LSTMs are unequivocally aimed to sidestep the long-term dependency problem. Retention of information for extensive periods of time is their inherent behavior conduct, a task they do with ease.
To work out exploding and vanishing gradient glitches [24], memory blocks are suggested by the LSTM in spite of traditional RNN units hence an upgrade of the RNN. An LSTM network is able to recall and link former information to the extant information [25].
LSTM augmented a cell state to save long-term states distinguishing them from RNN. The design of an LSTM network is illustrated in Fig. 6. The LSTM associates the output, forget, and input gates. Where nt denotes the current input, Zt represents the new and later Zt−1 represents the previous cell state, the current and previous outputs are denoted by Ot and Ot−1 in that order. The LSTM’s input gate mathematical principle is presented next form.
To elect the quota of information to be added, Ot−1 and nt are delivered via the sigmoid layer. Afterward, novel information is obtained at (4) once Ot−1 and nt are delivered via the tanh layer. In (5) Zt () and Zt−1 (long-term memory information) are joined into Zt with dt, Zt representing the sigmoid, and the tanh outputs respectively, with Mi and pi representing weight matrices, LSTM’s input gate bias in that order. Then by a dot product and a sigmoid layer, the forget gate of LSTM permits the discerning information passage. With a given likelihood, the judgment to forget the former cell’s associated information is carried out with (6), the weight matrix, the offset, and the sigmoid function represented by Mf, sf, φ respectively.
After (7) and (8), the essential states to be carried on by the Ot−1 and nt inputs are defined by the output gate of the LSTM. The concluding output is found to multiply with the state decision vectors delivering novel information through the tanh layer.
With Mo denoting the output gate’s weighted matrices and ro representing LSTM’s output gate bias.
This study developed a combination of CNN and LSTM networks to differentiate masked individuals from unmasked personnel. In this developed architecture, CNN was employed for feature extraction purposes from images and LSTM was employed for the classification role.

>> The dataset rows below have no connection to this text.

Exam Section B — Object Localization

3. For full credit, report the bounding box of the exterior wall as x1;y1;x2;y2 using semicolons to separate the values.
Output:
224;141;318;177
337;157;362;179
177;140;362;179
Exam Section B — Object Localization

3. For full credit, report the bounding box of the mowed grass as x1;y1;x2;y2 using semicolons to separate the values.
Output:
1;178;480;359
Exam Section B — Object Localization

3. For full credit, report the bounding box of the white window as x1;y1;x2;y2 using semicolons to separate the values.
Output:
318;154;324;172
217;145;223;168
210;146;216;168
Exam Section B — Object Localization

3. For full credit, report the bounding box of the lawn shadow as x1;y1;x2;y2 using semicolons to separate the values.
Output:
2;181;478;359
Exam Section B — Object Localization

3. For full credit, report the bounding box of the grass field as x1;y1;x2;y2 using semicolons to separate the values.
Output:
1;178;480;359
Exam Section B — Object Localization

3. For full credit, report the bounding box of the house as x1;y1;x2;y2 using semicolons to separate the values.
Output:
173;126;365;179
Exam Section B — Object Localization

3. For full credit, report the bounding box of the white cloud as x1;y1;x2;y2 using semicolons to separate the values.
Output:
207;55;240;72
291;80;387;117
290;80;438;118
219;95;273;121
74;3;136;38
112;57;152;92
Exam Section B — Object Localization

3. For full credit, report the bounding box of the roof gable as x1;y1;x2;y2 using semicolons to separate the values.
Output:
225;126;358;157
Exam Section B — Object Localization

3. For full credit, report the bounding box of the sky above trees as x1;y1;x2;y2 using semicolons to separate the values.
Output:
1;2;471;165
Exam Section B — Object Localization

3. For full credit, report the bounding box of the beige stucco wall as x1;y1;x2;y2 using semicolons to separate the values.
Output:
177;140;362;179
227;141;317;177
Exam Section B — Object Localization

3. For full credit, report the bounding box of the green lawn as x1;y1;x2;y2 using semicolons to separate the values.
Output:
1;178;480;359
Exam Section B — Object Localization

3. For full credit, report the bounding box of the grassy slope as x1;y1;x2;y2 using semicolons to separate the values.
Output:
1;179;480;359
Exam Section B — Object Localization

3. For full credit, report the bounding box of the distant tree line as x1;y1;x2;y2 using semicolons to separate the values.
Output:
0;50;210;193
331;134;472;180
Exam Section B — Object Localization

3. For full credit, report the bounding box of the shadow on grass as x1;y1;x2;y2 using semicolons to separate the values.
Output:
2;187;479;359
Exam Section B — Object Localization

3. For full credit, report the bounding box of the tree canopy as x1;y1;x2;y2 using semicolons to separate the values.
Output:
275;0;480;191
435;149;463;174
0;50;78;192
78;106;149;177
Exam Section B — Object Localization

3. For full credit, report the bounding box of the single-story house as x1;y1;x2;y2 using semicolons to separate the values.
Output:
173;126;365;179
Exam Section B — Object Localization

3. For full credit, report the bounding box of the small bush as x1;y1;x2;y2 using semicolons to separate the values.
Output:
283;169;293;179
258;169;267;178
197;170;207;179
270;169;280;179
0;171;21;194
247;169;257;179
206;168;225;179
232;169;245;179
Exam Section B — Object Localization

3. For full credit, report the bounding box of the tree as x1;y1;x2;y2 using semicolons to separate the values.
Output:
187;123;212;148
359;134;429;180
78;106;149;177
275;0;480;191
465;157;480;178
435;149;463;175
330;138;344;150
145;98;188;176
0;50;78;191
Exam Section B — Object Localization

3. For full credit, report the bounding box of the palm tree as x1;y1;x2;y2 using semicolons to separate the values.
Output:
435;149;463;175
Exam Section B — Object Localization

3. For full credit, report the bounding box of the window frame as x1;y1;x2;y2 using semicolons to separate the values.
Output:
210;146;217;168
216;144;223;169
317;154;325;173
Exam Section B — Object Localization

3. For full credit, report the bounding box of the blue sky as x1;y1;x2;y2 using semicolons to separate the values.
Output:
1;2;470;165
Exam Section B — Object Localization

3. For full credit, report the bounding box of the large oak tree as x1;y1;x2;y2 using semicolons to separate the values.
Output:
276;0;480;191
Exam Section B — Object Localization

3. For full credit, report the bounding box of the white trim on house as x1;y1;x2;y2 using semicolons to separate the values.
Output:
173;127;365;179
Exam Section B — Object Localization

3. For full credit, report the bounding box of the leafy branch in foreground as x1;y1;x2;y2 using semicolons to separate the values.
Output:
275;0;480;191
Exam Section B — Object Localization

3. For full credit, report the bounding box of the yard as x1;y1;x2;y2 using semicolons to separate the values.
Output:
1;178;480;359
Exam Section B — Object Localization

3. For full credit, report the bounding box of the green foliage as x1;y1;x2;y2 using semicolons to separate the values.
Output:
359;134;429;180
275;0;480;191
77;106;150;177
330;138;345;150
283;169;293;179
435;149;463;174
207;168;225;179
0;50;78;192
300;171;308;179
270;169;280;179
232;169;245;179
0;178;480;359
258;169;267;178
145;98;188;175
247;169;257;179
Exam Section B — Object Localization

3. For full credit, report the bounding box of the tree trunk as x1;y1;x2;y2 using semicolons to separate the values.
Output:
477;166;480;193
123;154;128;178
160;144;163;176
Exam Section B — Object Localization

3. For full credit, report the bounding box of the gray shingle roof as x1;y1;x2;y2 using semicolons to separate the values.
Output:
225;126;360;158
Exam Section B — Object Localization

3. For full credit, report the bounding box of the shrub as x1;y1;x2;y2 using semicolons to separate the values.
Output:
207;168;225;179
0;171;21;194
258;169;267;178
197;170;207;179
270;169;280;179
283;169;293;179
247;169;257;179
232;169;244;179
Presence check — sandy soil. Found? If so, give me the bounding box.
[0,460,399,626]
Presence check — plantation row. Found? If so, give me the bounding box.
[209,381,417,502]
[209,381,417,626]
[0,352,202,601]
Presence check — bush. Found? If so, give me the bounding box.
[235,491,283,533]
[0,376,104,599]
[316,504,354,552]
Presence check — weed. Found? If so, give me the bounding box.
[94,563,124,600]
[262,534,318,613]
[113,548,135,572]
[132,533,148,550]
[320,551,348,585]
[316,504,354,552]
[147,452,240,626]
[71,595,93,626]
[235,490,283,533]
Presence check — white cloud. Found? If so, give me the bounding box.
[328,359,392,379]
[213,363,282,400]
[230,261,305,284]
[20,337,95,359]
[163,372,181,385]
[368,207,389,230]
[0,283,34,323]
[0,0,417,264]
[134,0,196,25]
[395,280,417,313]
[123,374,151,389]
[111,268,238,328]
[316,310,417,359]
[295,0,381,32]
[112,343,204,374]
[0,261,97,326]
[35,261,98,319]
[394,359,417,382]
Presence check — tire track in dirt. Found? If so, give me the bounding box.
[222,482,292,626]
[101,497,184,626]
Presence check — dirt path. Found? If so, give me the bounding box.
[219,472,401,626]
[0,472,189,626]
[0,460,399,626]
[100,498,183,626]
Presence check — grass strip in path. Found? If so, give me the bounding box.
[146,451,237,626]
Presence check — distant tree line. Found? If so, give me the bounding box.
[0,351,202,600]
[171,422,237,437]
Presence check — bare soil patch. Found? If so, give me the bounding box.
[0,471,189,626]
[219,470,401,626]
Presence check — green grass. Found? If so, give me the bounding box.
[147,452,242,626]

Table 1 below illustrates the proposed architecture.
The input shape requires a size of 128 × 128 pixels. For the training cost not to be augmented, Convolution layers were kept to 5 layers max. Input Images of size 128 × 128 × 3 go through the initial five convolution layers, with 64, 64,128,128, and 256 filters, respectively. A (3 × 3) kernel and in the convolution layer, the ReLU function is employed as the activation function plus a stride of 1. Further, a pooling layer (MaxPooling) of stride 2 and kernel size (2 * 2) follows each of the convolution layers, and finally, a Batch Normalization layer follows. For time information to be extracted, the function map is passed to the LSTM layer in the following section of the architecture. A dense block entailing 2 fully connected layers is found in the last phase after the flattening of the model, a 0.4 drop rate is set in the Dropout layers of the dense block inhibiting overfitting past each respective fully connected layer.

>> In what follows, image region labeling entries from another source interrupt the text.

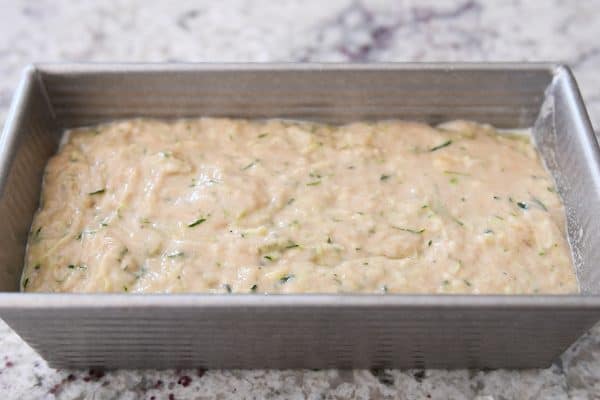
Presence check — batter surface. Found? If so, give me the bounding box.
[21,118,578,294]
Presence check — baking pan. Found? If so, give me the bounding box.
[0,64,600,368]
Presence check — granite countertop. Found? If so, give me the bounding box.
[0,0,600,399]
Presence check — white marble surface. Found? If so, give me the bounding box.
[0,0,600,399]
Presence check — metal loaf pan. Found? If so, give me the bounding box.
[0,64,600,368]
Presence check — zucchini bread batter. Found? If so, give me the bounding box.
[21,118,578,294]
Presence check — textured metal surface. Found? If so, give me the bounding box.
[0,64,600,368]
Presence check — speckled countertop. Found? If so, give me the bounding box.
[0,0,600,400]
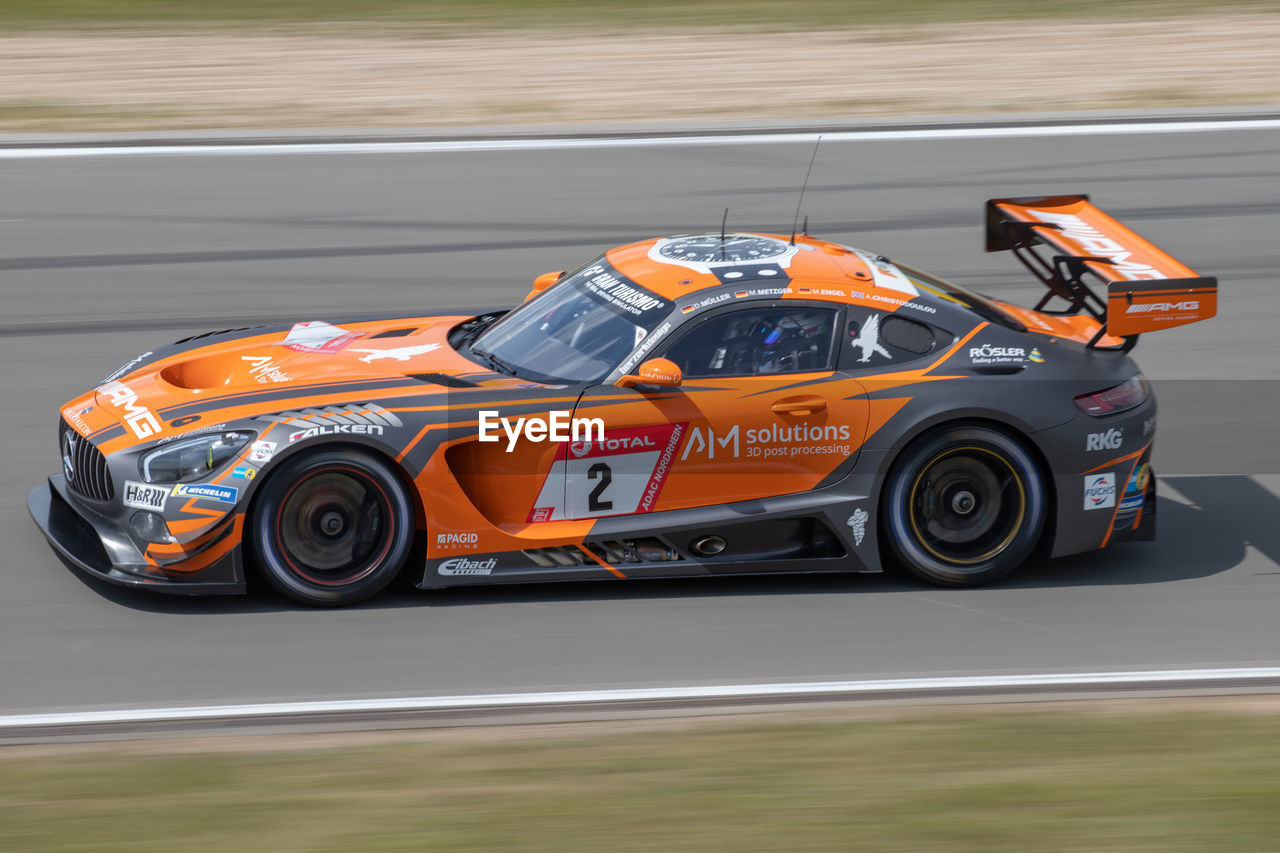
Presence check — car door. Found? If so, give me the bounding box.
[555,300,868,519]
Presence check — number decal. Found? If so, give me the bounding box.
[586,462,613,512]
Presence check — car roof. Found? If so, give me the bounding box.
[604,232,914,302]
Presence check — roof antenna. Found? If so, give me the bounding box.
[791,133,822,246]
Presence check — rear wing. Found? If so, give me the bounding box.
[987,196,1217,351]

Due to the fact that the model gives us a score, applying a threshold will provide a prediction (by comparison) which is 0.5 by default. The threshold was tuned to 0.946058 based on the ROC curve in this study, shown in Fig. 7. The notion of using the ROC curve for tuning the threshold is to spot that threshold that proffers the upper-left corner of the curve. In mathematical terms, that threshold p satisfies the Eq. (9):
It is equivalent to finding the value of p for which the True Positive Rate is equal to the True Negative Rate (1-FPR). In simple terms, we want to find the threshold that satisfies the following:
Throughout the training period of the proposed network due to its practical choice of hyperparameters [26], the Adam optimizer [27] was employed. Furthermore, various batch sizes were inspected to achieve a minor error proportion possible (256, 128, 64, plus 32) and was finally set to 64. To inhibit the saturation of the model and to maintain a nominal error rate, numerous learning rates were tested and later set to 0.0001. Epochs are set to 200 to monitor the sturdiness of the model and relate the test scores with comparable conditions.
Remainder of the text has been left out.